Autre limite à connaître avant de se réjouir trop vite : cette seconde retraite de base ne pourra pas se voir appliquer une surcote, ni une majoration familiale pour les parents de trois enfants et plus. Pas de bonus, pas de prime de fidélité. C'est un forfait, calculé au taux plein, ni plus ni moins.

La bonne nouvelle, c'est que le dispositif s'est élargi depuis son lancement. Les salariés du privé ont d'abord vu leur retraite de base concernée, puis leur complémentaire. Le 5 octobre 2023, les partenaires sociaux ont signé un accord qui adapte le cumul emploi retraite au régime Agirc-Arrco, et depuis le 1er janvier 2024, les salariés qui liquident ou ont liquidé leurs droits à taux plein peuvent se constituer une seconde pension complémentaire. Selon l'Agirc-Arrco elle-même, quelque 300 000 anciens salariés en cumul emploi-retraite intégral devraient bénéficier de cette mesure. Un chiffre qui donne une idée de l'ampleur discrète de cette réforme, passée presque inaperçue dans le grand débat sur les retraites de 2023.

Les indépendants n'ont pas été oubliés non plus, avec un an de retard. Depuis le 1er janvier 2025, les artisans et commerçants en cumul emploi-retraite intégral peuvent se constituer une seconde retraite complémentaire, en plus d'une seconde retraite de base, et cette pension complémentaire servie par le Régime complémentaire des indépendants ne sera pas plafonnée. Pour un artisan qui reprend une activité soutenue, cela peut représenter une somme bien plus intéressante que le forfait des salariés.
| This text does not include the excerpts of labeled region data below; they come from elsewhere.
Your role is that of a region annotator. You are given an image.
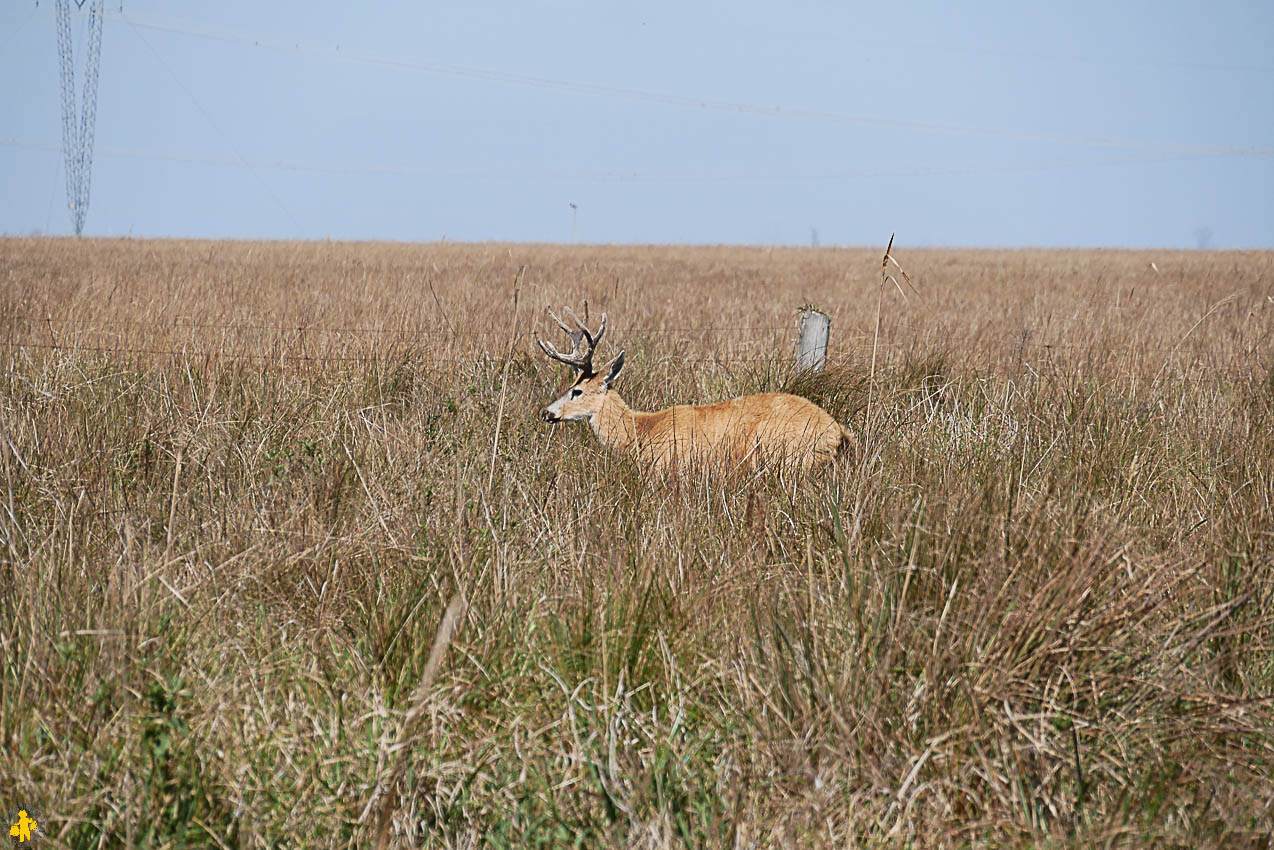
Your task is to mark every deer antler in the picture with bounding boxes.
[535,307,606,375]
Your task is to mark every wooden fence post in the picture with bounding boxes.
[796,307,832,372]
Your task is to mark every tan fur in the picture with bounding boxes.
[545,371,852,473]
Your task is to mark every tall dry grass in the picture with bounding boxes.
[0,240,1274,847]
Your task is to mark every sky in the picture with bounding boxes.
[0,0,1274,249]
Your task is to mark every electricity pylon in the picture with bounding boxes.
[57,0,104,236]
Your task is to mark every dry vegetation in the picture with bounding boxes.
[0,240,1274,847]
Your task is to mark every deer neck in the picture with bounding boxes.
[589,390,641,452]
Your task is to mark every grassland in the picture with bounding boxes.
[0,240,1274,847]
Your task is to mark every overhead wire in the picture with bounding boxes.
[99,13,1274,157]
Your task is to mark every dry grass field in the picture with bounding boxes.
[0,240,1274,849]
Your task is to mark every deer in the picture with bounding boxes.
[535,307,855,474]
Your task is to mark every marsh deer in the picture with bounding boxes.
[535,308,854,473]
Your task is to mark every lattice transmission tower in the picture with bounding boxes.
[57,0,106,236]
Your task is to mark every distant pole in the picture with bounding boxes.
[56,0,103,236]
[796,307,832,372]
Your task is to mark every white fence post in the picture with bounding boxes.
[796,308,832,372]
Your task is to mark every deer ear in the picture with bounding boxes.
[604,352,624,386]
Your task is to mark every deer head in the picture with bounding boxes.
[535,307,624,422]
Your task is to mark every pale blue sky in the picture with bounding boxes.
[0,0,1274,249]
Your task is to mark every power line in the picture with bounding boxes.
[120,16,301,232]
[0,136,1241,182]
[110,13,1274,157]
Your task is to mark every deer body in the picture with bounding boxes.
[540,313,854,473]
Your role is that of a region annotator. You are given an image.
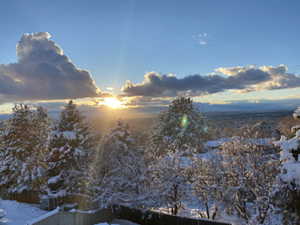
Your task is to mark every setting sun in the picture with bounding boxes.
[103,97,124,109]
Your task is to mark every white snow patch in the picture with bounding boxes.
[0,199,47,225]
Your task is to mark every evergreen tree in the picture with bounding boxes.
[151,97,207,158]
[269,108,300,225]
[0,104,48,193]
[47,101,96,196]
[147,97,207,215]
[96,122,150,207]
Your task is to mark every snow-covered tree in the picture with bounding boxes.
[195,137,279,224]
[269,108,300,225]
[147,97,207,215]
[149,97,208,158]
[94,122,151,208]
[150,151,192,215]
[0,104,49,193]
[47,101,96,196]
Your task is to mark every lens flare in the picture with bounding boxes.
[103,97,124,109]
[181,114,189,128]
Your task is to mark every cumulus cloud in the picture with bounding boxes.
[122,65,300,97]
[0,32,100,101]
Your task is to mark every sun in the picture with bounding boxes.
[103,97,124,109]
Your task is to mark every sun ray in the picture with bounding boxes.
[103,97,124,109]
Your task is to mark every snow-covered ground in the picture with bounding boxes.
[0,199,47,225]
[95,220,138,225]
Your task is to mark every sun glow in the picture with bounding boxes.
[103,97,124,109]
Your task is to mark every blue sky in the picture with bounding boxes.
[0,0,300,111]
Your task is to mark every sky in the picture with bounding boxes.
[0,0,300,112]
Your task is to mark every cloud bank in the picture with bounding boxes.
[122,65,300,97]
[0,32,100,101]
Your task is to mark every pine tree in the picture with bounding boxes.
[0,104,48,193]
[147,97,207,215]
[270,108,300,225]
[96,122,150,207]
[47,101,96,196]
[151,97,207,158]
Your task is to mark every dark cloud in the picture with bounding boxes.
[122,65,300,97]
[0,32,100,100]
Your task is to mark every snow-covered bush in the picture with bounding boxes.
[271,111,300,225]
[194,137,278,224]
[47,101,96,197]
[92,122,151,208]
[0,104,49,193]
[148,97,208,158]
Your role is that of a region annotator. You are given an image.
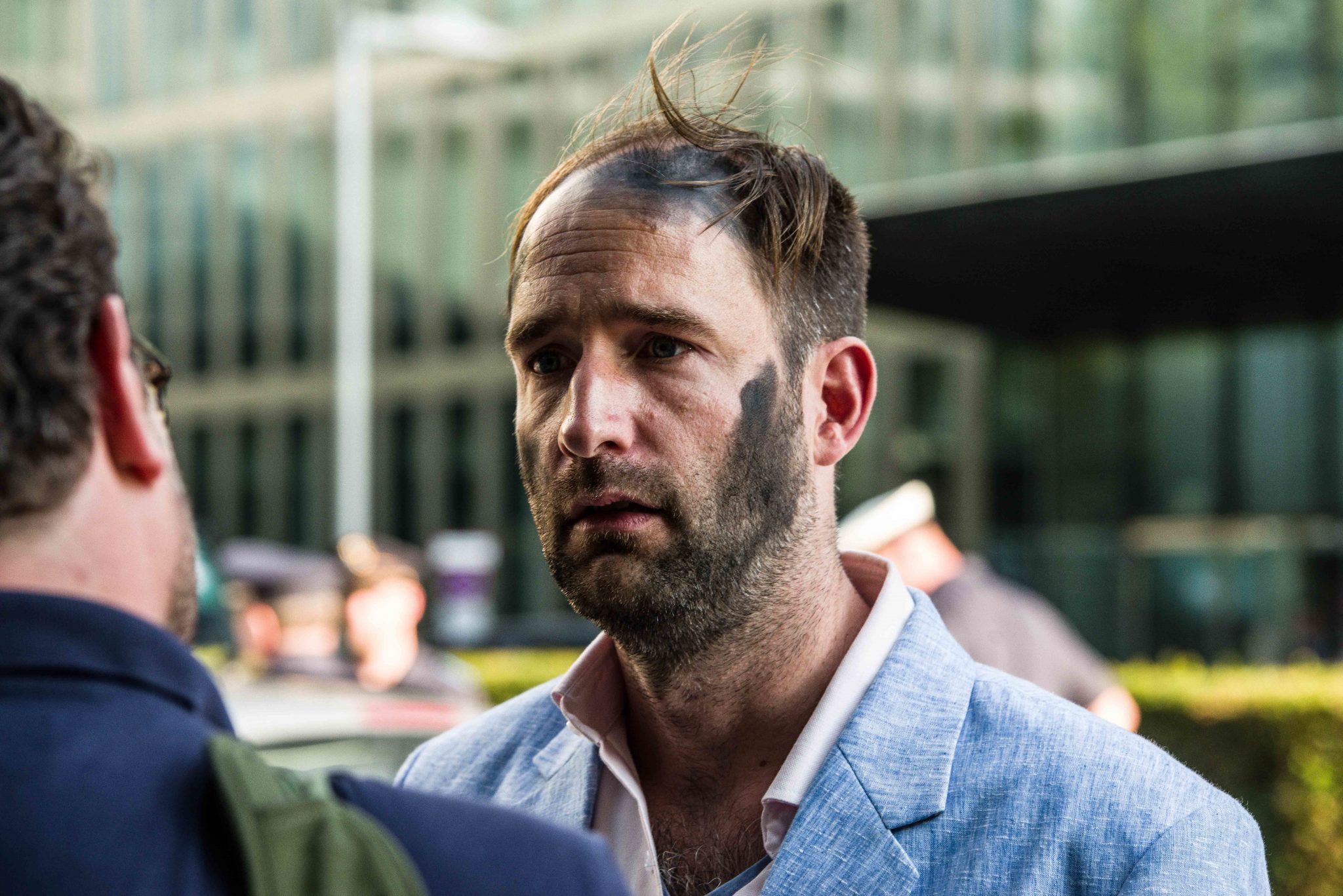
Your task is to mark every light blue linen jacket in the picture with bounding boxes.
[397,591,1269,896]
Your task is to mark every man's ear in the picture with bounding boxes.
[89,296,168,486]
[812,336,877,466]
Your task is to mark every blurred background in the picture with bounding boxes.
[0,0,1343,893]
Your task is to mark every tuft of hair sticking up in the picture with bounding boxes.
[509,16,870,371]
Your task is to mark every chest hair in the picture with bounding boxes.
[651,802,764,896]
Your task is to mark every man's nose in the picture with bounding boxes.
[560,355,637,457]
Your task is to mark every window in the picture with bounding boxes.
[191,168,209,371]
[392,406,420,541]
[447,399,475,529]
[237,420,260,536]
[145,159,164,345]
[285,416,315,544]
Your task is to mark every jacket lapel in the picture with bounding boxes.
[761,749,919,896]
[494,726,599,829]
[764,591,975,896]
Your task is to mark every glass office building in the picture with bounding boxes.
[0,0,1343,658]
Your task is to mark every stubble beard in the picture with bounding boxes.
[520,364,815,686]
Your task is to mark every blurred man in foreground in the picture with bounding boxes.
[0,78,620,896]
[401,33,1268,896]
[839,480,1140,731]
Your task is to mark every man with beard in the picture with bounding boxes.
[0,78,624,896]
[400,38,1268,896]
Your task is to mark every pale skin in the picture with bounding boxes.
[508,173,877,870]
[0,296,191,636]
[877,522,1143,731]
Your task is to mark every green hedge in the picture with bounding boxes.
[456,648,580,704]
[464,650,1343,896]
[1119,661,1343,896]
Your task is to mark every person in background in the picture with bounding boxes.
[839,480,1140,731]
[216,539,355,681]
[336,534,485,705]
[0,78,623,896]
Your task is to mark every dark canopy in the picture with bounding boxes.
[869,140,1343,338]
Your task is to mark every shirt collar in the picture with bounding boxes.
[0,591,232,731]
[551,551,913,856]
[764,551,915,806]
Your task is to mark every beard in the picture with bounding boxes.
[520,362,814,681]
[165,465,199,644]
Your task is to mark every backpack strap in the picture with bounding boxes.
[209,733,427,896]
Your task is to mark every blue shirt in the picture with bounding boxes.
[0,593,624,896]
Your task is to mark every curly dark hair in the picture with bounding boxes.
[0,78,118,525]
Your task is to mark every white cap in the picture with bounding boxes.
[839,480,936,551]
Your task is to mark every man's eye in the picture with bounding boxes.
[527,349,564,376]
[643,336,691,360]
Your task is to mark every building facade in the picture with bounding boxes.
[0,0,1343,655]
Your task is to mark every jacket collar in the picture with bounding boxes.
[0,591,232,731]
[764,591,975,896]
[515,590,975,896]
[838,590,975,829]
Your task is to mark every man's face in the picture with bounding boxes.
[508,173,812,667]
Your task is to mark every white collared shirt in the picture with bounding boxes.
[552,551,913,896]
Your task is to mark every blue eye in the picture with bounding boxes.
[527,349,564,376]
[646,336,688,360]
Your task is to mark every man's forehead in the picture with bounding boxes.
[505,288,719,351]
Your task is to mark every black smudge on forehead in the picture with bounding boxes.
[586,144,740,235]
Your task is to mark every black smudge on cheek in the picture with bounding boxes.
[517,433,541,490]
[720,361,802,534]
[733,361,779,443]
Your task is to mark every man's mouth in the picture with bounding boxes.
[568,493,662,532]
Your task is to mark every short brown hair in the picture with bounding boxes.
[0,78,117,525]
[509,23,870,370]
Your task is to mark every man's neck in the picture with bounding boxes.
[0,482,168,626]
[619,542,869,806]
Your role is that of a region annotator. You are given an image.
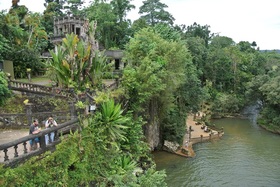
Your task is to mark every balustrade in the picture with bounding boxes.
[0,118,78,166]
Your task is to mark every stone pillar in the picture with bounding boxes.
[68,101,76,120]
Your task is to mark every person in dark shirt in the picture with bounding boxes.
[29,119,41,151]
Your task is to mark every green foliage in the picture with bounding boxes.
[0,72,12,106]
[139,0,175,26]
[122,25,197,142]
[86,0,134,49]
[0,9,47,78]
[50,32,110,91]
[0,101,166,187]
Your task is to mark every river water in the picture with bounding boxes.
[154,118,280,187]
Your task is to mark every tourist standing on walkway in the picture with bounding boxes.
[45,117,57,145]
[29,119,41,150]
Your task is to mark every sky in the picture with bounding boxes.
[0,0,280,50]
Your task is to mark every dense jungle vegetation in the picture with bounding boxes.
[0,0,280,186]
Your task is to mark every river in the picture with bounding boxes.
[153,118,280,187]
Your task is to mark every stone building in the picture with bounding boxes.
[52,16,86,50]
[52,16,125,71]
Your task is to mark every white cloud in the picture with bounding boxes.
[0,0,280,49]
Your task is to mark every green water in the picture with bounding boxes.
[154,119,280,187]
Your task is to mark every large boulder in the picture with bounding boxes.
[162,140,180,153]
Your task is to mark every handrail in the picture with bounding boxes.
[9,80,72,97]
[0,118,79,166]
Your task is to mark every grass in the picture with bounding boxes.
[17,76,52,86]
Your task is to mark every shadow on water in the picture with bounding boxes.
[154,113,280,187]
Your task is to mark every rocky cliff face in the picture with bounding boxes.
[144,123,160,151]
[144,99,160,150]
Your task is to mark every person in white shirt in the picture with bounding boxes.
[45,117,57,145]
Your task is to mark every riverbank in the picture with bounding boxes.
[175,114,224,157]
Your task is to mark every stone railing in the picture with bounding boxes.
[9,80,74,97]
[0,118,79,167]
[0,102,77,129]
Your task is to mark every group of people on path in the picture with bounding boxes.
[29,117,57,151]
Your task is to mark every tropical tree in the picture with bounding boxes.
[122,27,195,145]
[63,0,84,16]
[50,22,110,91]
[139,0,175,26]
[0,72,12,106]
[86,0,135,49]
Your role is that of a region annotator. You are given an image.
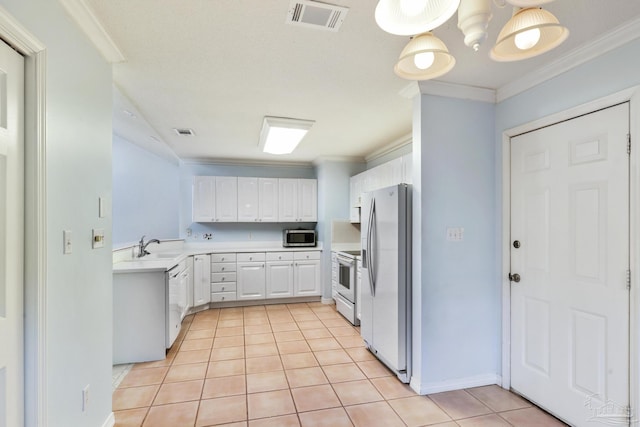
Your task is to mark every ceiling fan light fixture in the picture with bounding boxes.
[507,0,553,7]
[258,116,315,155]
[489,7,569,62]
[375,0,460,36]
[393,32,456,80]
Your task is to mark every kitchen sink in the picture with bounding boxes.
[128,252,182,262]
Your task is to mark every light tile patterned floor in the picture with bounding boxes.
[113,303,564,427]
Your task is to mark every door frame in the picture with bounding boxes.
[500,86,640,426]
[0,6,47,426]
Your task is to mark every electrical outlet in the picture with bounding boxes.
[82,384,89,412]
[91,228,104,249]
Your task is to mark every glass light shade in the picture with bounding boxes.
[375,0,460,36]
[489,8,569,62]
[513,28,540,50]
[258,117,315,154]
[507,0,553,7]
[393,33,456,80]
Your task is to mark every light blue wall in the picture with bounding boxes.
[317,161,364,299]
[2,0,112,427]
[113,135,180,247]
[413,95,501,392]
[179,162,316,242]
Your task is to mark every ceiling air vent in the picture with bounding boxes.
[173,128,196,136]
[287,0,349,32]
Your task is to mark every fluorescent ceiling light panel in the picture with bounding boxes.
[258,116,315,154]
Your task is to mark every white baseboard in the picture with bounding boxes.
[409,374,502,394]
[102,412,116,427]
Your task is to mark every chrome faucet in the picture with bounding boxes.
[138,236,160,258]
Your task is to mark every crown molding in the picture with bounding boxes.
[59,0,125,64]
[398,81,420,99]
[364,133,413,162]
[311,156,365,166]
[181,158,314,169]
[496,18,640,102]
[418,80,496,104]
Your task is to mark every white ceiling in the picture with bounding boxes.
[77,0,640,162]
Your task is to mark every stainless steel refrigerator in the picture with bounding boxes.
[360,184,411,383]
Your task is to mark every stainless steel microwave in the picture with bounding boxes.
[282,230,316,247]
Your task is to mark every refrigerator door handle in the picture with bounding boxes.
[367,199,376,296]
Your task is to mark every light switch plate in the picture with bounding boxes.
[447,227,464,242]
[62,230,73,255]
[98,197,107,218]
[91,228,104,249]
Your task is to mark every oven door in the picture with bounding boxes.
[337,254,356,304]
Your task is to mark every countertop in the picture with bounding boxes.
[113,241,322,274]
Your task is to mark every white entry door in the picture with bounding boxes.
[511,103,629,426]
[0,41,24,427]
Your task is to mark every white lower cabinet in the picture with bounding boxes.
[293,252,321,297]
[211,253,237,302]
[236,252,266,300]
[266,252,293,298]
[193,255,211,307]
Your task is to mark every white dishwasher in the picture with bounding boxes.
[166,260,189,348]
Le piège à éviter : confondre cumul intégral et cumul plafonné

Tout le monde ne profite pas de cette manne, loin de là. Si votre première pension n'était pas à taux plein, ou si vous êtes parti en carrière longue avant l'âge légal, vous restez dans le cumul plafonné classique. En cas de cumul emploi retraite partiel, la reprise d'activité professionnelle après la liquidation de la pension de retraite ne permet pas d'acquérir de nouveaux droits à la retraite. Dans ce cas, vos revenus professionnels restent plafonnés selon des règles classiques, et vos cotisations continuent, comme avant 2023, à financer le système sans jamais revenir dans votre poche. Une situation qui concerne encore une part significative des retraités actifs, notamment ceux partis tôt grâce à un dispositif carrière longue.

Ce cadre n'est d'ailleurs pas figé. Le dispositif de cumul emploi-retraite va se durcir à partir du 1er janvier 2027 suite à l'adoption de la loi de financement de la sécurité sociale pour 2026, avec des conditions de cumul qui vont dépendre de l'âge au moment où vous retravaillez plutôt que de l'âge auquel vous avez demandé votre retraite. De quoi rappeler que ce petit boulot d'appoint mérite, chaque année, un petit point avec sa caisse de retraite : les règles bougent plus vite qu'on ne le pense, et ce qui valait hier ne vaudra pas forcément demain.